Categories
javascript regex

How do you access the matched groups in a JavaScript regular expression?

1633

I want to match a portion of a string using a regular expression and then access that parenthesized substring:

    var myString = "something format_abc"; // I want "abc"

    var arr = /(?:^|\s)format_(.*?)(?:\s|$)/.exec(myString);

    console.log(arr);     // Prints: [" format_abc", "abc"] .. so far so good.
    console.log(arr[1]);  // Prints: undefined  (???)
    console.log(arr[0]);  // Prints: format_undefined (!!!)

What am I doing wrong?


I’ve discovered that there was nothing wrong with the regular expression code above: the actual string which I was testing against was this:

"date format_%A"

Reporting that “%A” is undefined seems a very strange behaviour, but it is not directly related to this question, so I’ve opened a new one, Why is a matched substring returning “undefined” in JavaScript?.

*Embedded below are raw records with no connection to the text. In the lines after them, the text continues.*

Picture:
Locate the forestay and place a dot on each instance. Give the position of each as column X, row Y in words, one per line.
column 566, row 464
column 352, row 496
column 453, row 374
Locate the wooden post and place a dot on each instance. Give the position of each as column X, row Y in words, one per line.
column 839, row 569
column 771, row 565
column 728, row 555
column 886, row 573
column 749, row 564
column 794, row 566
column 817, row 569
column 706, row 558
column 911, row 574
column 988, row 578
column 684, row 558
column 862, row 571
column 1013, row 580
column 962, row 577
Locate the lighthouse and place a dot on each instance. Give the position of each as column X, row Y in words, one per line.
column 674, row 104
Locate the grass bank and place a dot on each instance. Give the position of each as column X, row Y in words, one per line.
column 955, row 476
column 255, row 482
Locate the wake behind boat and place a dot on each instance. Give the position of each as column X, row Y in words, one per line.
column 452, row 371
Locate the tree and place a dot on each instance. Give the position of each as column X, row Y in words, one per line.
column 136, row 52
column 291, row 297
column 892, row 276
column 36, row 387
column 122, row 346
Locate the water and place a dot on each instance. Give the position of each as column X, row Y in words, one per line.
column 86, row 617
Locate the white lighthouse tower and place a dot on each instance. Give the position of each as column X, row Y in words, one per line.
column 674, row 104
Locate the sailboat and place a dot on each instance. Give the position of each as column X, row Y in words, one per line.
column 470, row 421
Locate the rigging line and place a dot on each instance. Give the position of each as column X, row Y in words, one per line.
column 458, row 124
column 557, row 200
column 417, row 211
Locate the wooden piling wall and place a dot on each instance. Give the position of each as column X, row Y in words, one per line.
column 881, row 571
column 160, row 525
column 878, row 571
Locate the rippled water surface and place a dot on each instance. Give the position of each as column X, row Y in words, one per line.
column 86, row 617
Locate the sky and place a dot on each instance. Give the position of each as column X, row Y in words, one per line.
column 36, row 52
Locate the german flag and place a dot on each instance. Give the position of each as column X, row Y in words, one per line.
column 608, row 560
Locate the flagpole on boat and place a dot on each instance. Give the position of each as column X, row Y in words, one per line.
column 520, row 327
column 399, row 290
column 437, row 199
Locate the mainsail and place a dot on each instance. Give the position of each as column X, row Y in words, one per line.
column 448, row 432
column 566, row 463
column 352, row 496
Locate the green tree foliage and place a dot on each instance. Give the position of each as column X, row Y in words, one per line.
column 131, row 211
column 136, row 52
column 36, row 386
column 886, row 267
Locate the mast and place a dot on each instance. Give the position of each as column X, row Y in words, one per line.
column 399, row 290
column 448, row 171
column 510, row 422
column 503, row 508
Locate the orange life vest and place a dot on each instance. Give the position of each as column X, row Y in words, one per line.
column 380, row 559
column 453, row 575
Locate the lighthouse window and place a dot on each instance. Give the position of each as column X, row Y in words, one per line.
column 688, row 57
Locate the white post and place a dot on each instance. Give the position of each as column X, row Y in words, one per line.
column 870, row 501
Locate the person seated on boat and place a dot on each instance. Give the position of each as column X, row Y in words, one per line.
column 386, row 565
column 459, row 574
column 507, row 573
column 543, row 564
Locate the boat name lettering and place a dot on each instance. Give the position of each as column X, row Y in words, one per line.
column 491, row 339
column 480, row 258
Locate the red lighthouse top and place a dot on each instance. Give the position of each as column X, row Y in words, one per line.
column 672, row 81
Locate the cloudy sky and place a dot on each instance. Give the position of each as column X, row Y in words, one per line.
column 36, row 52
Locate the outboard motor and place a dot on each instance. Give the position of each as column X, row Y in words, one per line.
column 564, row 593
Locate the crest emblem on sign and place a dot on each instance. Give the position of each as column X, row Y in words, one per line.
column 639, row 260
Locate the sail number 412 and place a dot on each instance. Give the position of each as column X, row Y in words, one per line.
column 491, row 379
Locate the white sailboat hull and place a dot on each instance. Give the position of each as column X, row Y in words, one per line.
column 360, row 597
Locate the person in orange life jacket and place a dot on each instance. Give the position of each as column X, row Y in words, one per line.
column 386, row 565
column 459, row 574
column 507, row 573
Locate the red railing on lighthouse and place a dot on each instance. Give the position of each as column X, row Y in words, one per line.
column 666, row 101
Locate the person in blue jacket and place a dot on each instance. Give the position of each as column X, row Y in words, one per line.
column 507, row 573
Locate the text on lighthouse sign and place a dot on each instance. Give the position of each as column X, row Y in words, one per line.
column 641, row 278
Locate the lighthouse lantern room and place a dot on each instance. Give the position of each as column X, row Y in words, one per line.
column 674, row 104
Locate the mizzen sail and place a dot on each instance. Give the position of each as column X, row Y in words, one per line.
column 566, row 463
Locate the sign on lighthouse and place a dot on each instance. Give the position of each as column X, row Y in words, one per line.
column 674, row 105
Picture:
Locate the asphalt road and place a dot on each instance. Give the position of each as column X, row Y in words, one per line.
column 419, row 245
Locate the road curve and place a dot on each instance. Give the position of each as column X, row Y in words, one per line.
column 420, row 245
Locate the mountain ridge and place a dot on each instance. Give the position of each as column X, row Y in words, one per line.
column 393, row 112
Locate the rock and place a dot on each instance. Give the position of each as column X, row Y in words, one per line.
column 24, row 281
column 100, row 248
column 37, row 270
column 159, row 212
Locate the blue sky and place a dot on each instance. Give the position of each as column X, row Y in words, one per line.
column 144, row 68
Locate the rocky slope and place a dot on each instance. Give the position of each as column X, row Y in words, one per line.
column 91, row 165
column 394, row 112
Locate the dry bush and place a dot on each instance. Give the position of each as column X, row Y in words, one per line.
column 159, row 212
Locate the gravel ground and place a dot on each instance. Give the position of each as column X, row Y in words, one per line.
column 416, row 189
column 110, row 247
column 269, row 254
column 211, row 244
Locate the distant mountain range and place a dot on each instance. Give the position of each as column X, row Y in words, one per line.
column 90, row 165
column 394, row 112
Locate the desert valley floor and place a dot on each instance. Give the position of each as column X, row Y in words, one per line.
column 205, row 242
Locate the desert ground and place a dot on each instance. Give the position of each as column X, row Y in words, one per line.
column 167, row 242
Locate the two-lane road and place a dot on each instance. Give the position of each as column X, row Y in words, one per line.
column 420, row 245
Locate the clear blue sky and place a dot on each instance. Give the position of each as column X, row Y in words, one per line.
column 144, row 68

The issue was that console.log takes its parameters like a printf statement, and since the string I was logging ("%A") had a special value, it was trying to find the value of the next parameter.

0

    1913

    You can access capturing groups like this:

    var myString = "something format_abc";
    var myRegexp = /(?:^|\s)format_(.*?)(?:\s|$)/g;
    var myRegexp = new RegExp("(?:^|\s)format_(.*?)(?:\s|$)", "g");
    var match = myRegexp.exec(myString);
    console.log(match[1]); // abc

    And if there are multiple matches you can iterate over them:

    var myString = "something format_abc";
    var myRegexp = new RegExp("(?:^|\s)format_(.*?)(?:\s|$)", "g");
    match = myRegexp.exec(myString);
    while (match != null) {
      // matched text: match[0]
      // match start: match.index
      // capturing group n: match[n]
      console.log(match[0])
      match = myRegexp.exec(myString);
    }

    Edit: 2019-09-10

    As you can see the way to iterate over multiple matches was not very intuitive. This lead to the proposal of the String.prototype.matchAll method. This new method is expected to ship in the ECMAScript 2020 specification. It gives us a clean API and solves multiple problems. It has been started to land on major browsers and JS engines as Chrome 73+ / Node 12+ and Firefox 67+.

    The method returns an iterator and is used as follows:

    const string = "something format_abc";
    const regexp = /(?:^|\s)format_(.*?)(?:\s|$)/g;
    const matches = string.matchAll(regexp);
        
    for (const match of matches) {
      console.log(match);
      console.log(match.index)
    }

    As it returns an iterator, we can say it’s lazy, this is useful when handling particularly large numbers of capturing groups, or very large strings. But if you need, the result can be easily transformed into an Array by using the spread syntax or the Array.from method:

    function getFirstGroup(regexp, str) {
      const array = [...str.matchAll(regexp)];
      return array.map(m => m[1]);
    }
    
    // or:
    function getFirstGroup(regexp, str) {
      return Array.from(str.matchAll(regexp), m => m[1]);
    }
    

    In the meantime, while this proposal gets more wide support, you can use the official shim package.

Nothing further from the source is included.